We expect continued advances in process analytics, predictive maintenance, and sustainability benchmarking to shape how we operate in the years ahead. Bench trials in our facility now leverage machine-supported controls, offering earlier warnings about possible off-spec incidents. Field-based service support, both remote and on-site, accelerates solutions and avoids disruptive shutdowns. Investments in people, not just equipment, foster resilience: many of our lead operators and engineers started as trainees and grew into technical leaders through daily engagement with real-world problems.
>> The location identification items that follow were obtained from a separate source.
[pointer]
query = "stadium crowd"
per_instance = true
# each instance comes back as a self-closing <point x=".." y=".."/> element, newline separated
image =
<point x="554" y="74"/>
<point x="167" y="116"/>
Closer partnerships with both upstream suppliers and downstream users create feedback that steers next-generation product development. For example, emerging regulatory trends in Europe and North America push for even lower-impurity specifications and increased traceability. We’ve responded by exploring AI-supported laboratory workflows and process sensors that catch outliers before batches ship. Customers test these innovations in their own systems and report back—this ongoing dialogue cements improvement across the entire chain.
Our experience as a manufacturer of industrial ethylene glycol testifies that reliable product quality, a skilled and attentive workforce, and direct engagement with customer challenges matter most. Market cycles and regulatory pressures will shift as always, but daily practice—checking raw material lots, refining purification steps, and responding quickly to customer needs—sustains true excellence year after year.